Dr. Wolfgang Tüchler, Geschäftsführer von Axxess Healthcare Consulting, sieht das Bewertungsboard ein wenig anders. Er bewertet die Errichtung einer strukturierten Entscheidungsbasis für ganz Österreich zwar grundsätzlich ebenfalls als positiv, sieht aber die zeitliche Dimension des Prozesses noch immer kritisch: „Bei dem ersten Fall, den das Bewertungsboard bearbeitet hat, wurde der Prozess im September gestartet, Ende Jänner kam die Empfehlung des Boards und Ende April der Beschluss der Bundeszielsteuerungskommission. Das sind acht Monate – meiner Ansicht nach müssen wir noch weitere Beispiele abwarten, ehe wir wirklich ausschließen können, dass es durch das Bewertungsboard zu Verzögerungen kommt. Prinzipiell bin ich aber davon überzeugt, dass sich alle Beteiligten darüber einig sind, dass ein rascher Zugang im intramuralen Bereich erhalten bleiben muss.“ Sein zweiter Kritikpunkt am Bewertungsboard: „Es geht dabei um hochkomplexe Therapien, für die es meist nur wenige Expert:innen in Österreich gibt.
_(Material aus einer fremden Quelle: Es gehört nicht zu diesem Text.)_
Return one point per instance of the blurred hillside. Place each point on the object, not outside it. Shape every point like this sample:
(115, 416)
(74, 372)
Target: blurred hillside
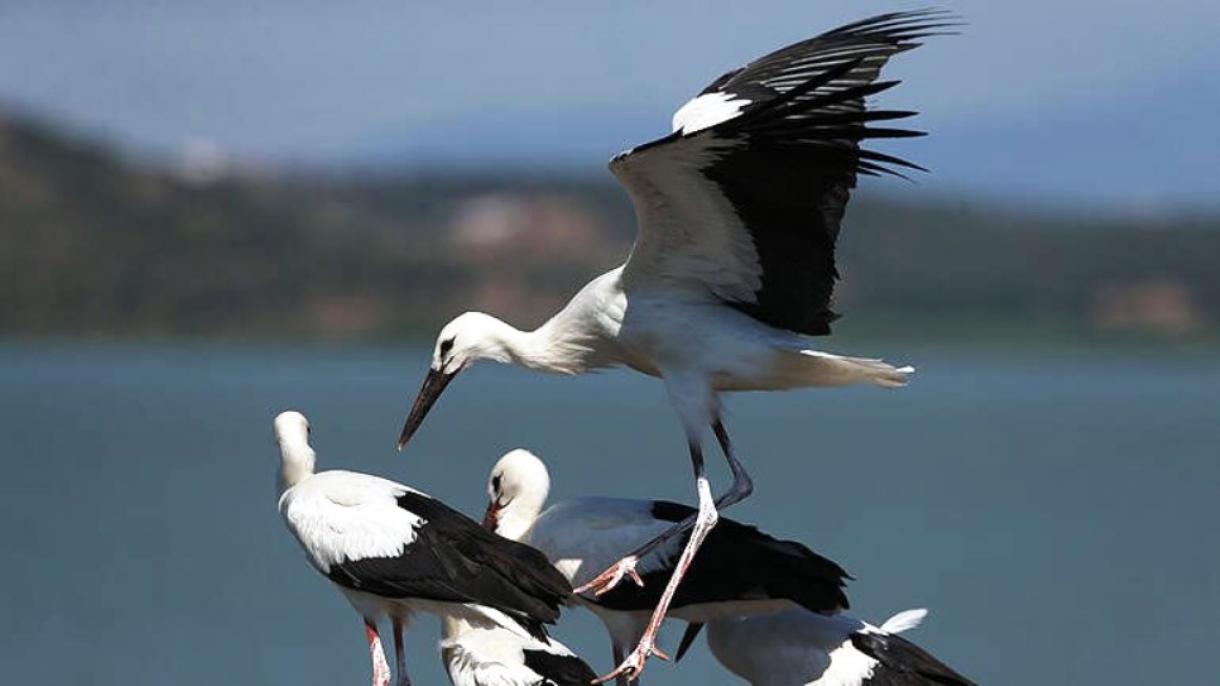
(90, 244)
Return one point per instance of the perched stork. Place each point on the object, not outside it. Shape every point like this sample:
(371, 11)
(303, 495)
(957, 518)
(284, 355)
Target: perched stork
(394, 551)
(741, 570)
(733, 266)
(494, 656)
(800, 648)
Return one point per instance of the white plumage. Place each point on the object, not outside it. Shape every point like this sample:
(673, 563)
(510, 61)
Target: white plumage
(802, 648)
(394, 552)
(733, 265)
(344, 515)
(497, 656)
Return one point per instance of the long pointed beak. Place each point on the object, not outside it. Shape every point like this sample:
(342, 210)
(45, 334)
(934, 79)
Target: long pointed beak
(492, 516)
(433, 385)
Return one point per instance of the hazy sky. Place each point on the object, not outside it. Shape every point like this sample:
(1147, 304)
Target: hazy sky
(1109, 100)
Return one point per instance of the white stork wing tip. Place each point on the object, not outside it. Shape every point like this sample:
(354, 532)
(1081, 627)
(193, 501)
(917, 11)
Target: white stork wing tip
(904, 620)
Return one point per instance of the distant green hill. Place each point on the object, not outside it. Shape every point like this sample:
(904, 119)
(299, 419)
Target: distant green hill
(90, 244)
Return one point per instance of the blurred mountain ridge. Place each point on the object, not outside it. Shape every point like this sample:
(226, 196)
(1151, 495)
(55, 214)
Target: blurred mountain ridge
(93, 244)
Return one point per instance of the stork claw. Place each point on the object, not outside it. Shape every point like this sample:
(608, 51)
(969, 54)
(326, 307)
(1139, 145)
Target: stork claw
(605, 581)
(633, 665)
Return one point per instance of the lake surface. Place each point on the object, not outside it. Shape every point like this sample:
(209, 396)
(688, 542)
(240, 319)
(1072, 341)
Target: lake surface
(1057, 512)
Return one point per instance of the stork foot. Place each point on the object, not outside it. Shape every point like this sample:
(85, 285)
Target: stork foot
(633, 665)
(605, 581)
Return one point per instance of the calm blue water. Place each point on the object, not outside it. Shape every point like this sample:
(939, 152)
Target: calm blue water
(1058, 514)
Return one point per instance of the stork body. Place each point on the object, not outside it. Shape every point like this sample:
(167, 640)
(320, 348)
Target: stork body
(741, 570)
(800, 648)
(497, 656)
(394, 552)
(733, 265)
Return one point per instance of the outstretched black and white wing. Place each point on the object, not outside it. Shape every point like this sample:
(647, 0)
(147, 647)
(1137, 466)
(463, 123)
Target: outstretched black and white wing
(746, 197)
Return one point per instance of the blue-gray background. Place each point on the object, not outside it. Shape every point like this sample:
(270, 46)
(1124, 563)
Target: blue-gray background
(1048, 486)
(1094, 99)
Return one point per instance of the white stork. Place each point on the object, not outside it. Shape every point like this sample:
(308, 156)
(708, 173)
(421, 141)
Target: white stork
(733, 266)
(495, 656)
(739, 570)
(802, 648)
(394, 551)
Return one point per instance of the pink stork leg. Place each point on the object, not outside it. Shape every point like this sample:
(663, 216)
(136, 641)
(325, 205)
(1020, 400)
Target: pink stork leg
(381, 668)
(741, 488)
(704, 521)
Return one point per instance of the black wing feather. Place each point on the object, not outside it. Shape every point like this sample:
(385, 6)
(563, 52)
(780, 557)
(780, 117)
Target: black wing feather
(737, 562)
(791, 158)
(454, 559)
(904, 663)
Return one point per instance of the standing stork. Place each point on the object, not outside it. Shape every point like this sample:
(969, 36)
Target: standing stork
(494, 656)
(394, 552)
(800, 648)
(739, 570)
(733, 266)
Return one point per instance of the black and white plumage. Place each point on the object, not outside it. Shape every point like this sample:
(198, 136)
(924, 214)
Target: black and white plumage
(733, 264)
(800, 648)
(394, 552)
(494, 656)
(739, 569)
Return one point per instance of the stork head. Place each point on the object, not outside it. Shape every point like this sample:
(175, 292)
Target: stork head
(464, 341)
(295, 454)
(516, 492)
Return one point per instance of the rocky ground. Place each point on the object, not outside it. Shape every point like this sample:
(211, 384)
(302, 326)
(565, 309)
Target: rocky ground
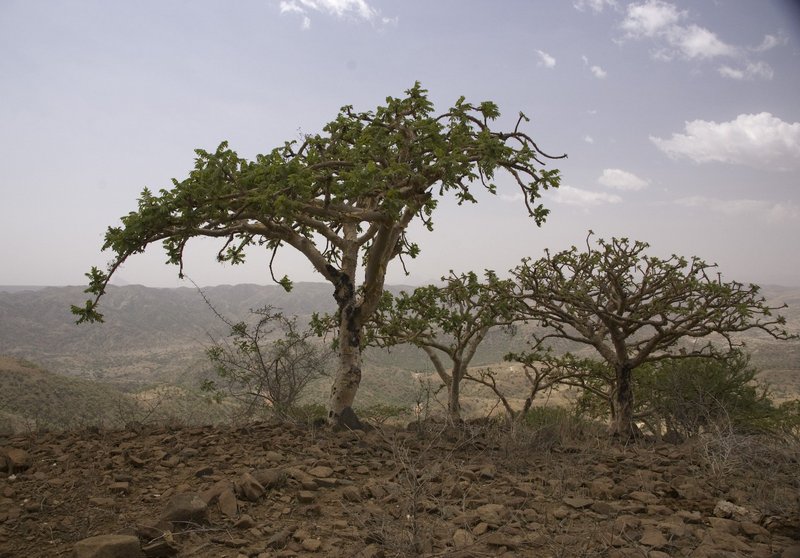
(287, 490)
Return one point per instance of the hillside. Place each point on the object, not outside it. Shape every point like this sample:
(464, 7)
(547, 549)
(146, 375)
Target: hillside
(155, 336)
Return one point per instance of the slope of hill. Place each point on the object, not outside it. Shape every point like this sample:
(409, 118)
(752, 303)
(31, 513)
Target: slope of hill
(159, 335)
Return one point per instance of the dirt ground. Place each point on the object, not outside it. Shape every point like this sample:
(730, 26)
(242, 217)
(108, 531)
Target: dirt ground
(273, 489)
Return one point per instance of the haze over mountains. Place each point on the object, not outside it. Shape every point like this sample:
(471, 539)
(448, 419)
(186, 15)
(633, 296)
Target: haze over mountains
(156, 336)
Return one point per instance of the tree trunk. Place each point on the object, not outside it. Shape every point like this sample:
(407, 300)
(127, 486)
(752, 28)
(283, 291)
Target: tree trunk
(622, 425)
(454, 394)
(348, 375)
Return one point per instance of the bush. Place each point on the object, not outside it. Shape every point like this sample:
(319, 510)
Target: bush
(688, 396)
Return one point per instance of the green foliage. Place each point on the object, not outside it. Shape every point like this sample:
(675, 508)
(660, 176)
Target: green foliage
(258, 369)
(688, 396)
(634, 309)
(356, 187)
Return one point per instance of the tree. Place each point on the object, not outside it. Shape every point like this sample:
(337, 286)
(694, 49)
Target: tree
(447, 322)
(633, 309)
(344, 199)
(257, 368)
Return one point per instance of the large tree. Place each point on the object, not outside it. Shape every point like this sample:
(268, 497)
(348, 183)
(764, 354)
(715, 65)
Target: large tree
(447, 321)
(633, 308)
(343, 198)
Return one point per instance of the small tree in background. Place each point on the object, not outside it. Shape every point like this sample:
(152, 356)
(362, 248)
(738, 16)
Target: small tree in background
(634, 309)
(344, 199)
(448, 322)
(259, 369)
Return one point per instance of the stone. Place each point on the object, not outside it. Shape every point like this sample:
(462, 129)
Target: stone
(119, 487)
(109, 546)
(722, 524)
(186, 508)
(306, 496)
(493, 514)
(729, 510)
(644, 497)
(227, 503)
(578, 502)
(271, 478)
(16, 460)
(249, 488)
(351, 494)
(321, 472)
(245, 522)
(462, 538)
(311, 545)
(653, 538)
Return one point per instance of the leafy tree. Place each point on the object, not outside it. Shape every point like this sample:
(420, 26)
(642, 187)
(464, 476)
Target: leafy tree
(685, 396)
(257, 368)
(633, 309)
(448, 322)
(344, 199)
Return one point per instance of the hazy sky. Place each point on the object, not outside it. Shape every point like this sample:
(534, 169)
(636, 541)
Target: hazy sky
(681, 120)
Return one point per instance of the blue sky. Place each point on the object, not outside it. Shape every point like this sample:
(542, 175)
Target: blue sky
(681, 120)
Im Bewertungsboard sind zwar Ärzt:innen vertreten, die aber die unterschiedlichsten Therapiegebiete abdecken müssen. Mein Wunsch wäre deshalb, dass klinische Expert:innen, die sich mit dieser einen Indikation täglich beschäftigen, auch in Zukunft je nach Fall stark eingebunden werden und ihre Expertise in die Bewertung einfließt.“

Zusatznutzen in Geschäftsordnung definiert

Dr.in Michaela Wlattnig, Sprecherin der Arbeitsgemeinschaft der Patient:innen- und Pflegeanwält:innen (ARGE), sieht die Bewertung des Zusatznutzens von Therapien eindeutig in der Geschäftsordnung (GO) der Bewertungsordnung geregelt: „Bereits in § 1 der GO des Bewertungsboards wird festgehalten, dass bei der Durchführung und ­Aufbereitung von HTA ein Vorschlag zur Einstufung des medizinisch-therapeutischen Zusatznutzens zu formulieren ist. In § 10 der GO wird definiert, was darunter zu verstehen ist, nämlich ,die nachweislich positiven Effekte einer Arzneispezialität auf patientenrelevante Endpunkte im Vergleich zu vorhandenen und zweckmäßigen Alternativen‘.“ Vor diesem Hintergrund kann sie die Aufregung um das Bewertungsboard nicht ganz nachvollziehen, denn es sei klar gesetzlich geregelt, dass die Patient:innen nach State of the Art behandelt werden müssen und die Entscheidung der Arzt oder die Ärztin trifft. „Bisher wurden die Fristen eingehalten und das sehr aufwendige Verfahren wird zeitlich sehr gestrafft umgesetzt – in meinen Augen läuft die Arbeit des Bewertungsboards damit derzeit gut“, so Wlattnig.